なぜおじいちゃんがロシア人を恨んでいたか子供ながらに疑問に持ちましたが、図書館に通っては戦争の本を読み漁るようになりました。答えがわかったのは、うんと後の話です。

おじいちゃんの酒癖の悪さをおばあちゃんは嘆いていましたが、今思えばおじいちゃんは重度のPTSDだったかもしれません。あの時代、周りがおじいちゃんのトラウマを理解してあげられなかったかもしれません。 


おじいちゃんの若い頃の写真は殆どありませんが、戦友会の集まりの写真がありました。それを元におじいちゃんの戦争時代の様子を辿りたいと思う最近です。


よくよく考えれば、おじいちゃんがシベリア抑留から生き残らなければ父はおらず、私は生まれてませんでした。

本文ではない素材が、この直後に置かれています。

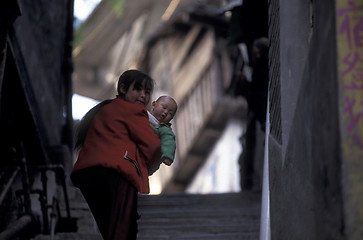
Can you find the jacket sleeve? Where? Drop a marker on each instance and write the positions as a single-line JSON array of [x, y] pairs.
[[168, 145], [143, 135]]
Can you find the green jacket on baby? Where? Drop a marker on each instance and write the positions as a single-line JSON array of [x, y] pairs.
[[166, 135]]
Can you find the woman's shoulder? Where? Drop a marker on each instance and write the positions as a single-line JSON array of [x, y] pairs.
[[126, 107]]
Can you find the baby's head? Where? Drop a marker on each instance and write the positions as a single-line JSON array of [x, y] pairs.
[[164, 109]]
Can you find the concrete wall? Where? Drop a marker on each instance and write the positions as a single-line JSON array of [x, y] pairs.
[[305, 173]]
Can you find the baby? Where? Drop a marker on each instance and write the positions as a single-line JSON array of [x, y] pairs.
[[162, 112]]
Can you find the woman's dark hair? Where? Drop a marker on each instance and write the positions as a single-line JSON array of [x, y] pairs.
[[130, 76], [125, 81]]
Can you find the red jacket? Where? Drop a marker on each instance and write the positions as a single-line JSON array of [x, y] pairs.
[[120, 137]]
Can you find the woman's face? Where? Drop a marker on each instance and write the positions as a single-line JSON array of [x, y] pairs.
[[138, 96]]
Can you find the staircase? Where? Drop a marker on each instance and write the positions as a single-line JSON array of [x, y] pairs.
[[179, 216], [200, 217]]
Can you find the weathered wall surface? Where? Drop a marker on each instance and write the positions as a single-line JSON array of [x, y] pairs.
[[350, 54], [305, 170]]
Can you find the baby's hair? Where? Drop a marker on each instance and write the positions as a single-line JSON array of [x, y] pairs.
[[166, 96], [130, 76]]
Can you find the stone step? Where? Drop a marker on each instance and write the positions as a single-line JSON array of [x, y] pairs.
[[190, 216], [178, 216]]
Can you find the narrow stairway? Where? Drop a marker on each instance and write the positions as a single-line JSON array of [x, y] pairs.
[[200, 217], [178, 216]]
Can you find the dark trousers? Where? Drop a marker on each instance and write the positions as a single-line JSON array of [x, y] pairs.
[[112, 200]]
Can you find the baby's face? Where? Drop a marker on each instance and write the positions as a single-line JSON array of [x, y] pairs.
[[164, 110]]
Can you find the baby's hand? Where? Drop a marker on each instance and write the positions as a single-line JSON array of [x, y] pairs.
[[167, 161]]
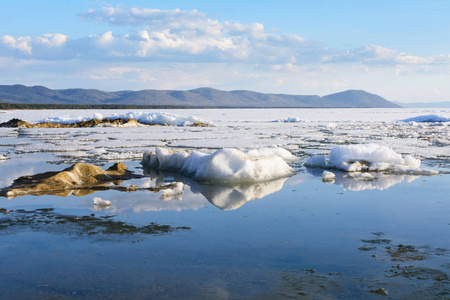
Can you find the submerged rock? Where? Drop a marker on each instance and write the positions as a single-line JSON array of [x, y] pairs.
[[14, 123], [80, 177], [125, 122]]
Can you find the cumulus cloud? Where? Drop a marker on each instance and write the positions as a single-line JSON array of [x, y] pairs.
[[190, 36], [375, 54], [168, 35]]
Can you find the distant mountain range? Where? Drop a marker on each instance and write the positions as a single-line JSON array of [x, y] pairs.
[[424, 104], [201, 97]]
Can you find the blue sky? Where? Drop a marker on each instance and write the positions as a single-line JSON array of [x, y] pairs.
[[397, 49]]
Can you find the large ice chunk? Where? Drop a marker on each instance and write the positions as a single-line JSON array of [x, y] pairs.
[[369, 157], [433, 118], [148, 118], [224, 165]]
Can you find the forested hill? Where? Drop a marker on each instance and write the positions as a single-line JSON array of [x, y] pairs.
[[201, 97]]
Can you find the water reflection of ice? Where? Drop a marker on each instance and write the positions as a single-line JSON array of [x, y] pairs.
[[359, 181], [225, 197], [234, 196]]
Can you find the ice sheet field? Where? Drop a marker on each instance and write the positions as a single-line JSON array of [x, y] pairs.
[[230, 204]]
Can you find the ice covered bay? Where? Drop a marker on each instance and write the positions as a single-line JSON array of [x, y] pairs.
[[168, 234], [316, 131]]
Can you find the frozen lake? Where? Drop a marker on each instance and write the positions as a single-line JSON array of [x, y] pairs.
[[293, 237]]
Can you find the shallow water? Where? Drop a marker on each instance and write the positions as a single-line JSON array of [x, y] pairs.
[[291, 238]]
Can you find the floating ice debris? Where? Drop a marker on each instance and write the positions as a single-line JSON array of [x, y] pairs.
[[328, 176], [316, 161], [369, 157], [140, 117], [225, 165], [101, 202], [290, 120], [433, 118], [177, 190]]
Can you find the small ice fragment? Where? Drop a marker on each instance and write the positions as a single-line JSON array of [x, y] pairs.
[[101, 202], [328, 176], [177, 190], [316, 161], [169, 179]]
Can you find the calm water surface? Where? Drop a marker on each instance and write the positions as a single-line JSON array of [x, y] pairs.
[[292, 238]]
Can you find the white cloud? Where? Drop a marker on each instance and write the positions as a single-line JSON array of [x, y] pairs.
[[190, 36], [176, 49]]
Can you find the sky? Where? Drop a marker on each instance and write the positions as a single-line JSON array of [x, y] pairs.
[[399, 50]]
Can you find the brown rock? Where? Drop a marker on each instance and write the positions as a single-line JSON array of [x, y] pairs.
[[80, 177]]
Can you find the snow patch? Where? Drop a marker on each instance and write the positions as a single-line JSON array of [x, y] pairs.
[[224, 165], [101, 202], [141, 117], [328, 176], [177, 190], [290, 120], [433, 118], [369, 157]]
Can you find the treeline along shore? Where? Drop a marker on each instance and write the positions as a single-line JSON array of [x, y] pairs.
[[14, 106]]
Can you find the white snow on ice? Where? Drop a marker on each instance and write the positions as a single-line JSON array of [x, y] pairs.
[[156, 118], [234, 128], [368, 157], [433, 118], [224, 165]]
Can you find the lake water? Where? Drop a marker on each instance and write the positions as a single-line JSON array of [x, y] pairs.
[[296, 237]]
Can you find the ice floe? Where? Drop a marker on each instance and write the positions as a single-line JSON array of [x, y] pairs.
[[290, 120], [177, 189], [328, 176], [433, 118], [148, 118], [100, 202], [224, 165], [368, 157]]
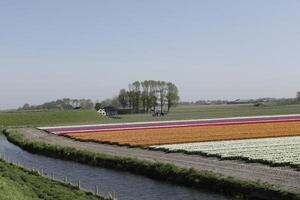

シベリアで亡くなられた全ての兵士の方々に祈りを捧げると共に、生き延びたおじいちゃんを始めとする方々にもただ「ありがとうございます。お疲れ様でした。」と心の底からお伝えしたいです。



おじいちゃんの苦しみを私も理解してあげたい。 

過去を知り、未来に繋ぐ。

戦争にまた巻き込まれてたまるか。



そう思っていたそんな時、しれっと我が国にもミサイル配備がされていたことを知り、静かな怒りが沸き上がります。


政府は何を知っていて、なぜ焦っているのか。
我々には何が差し迫っているのか。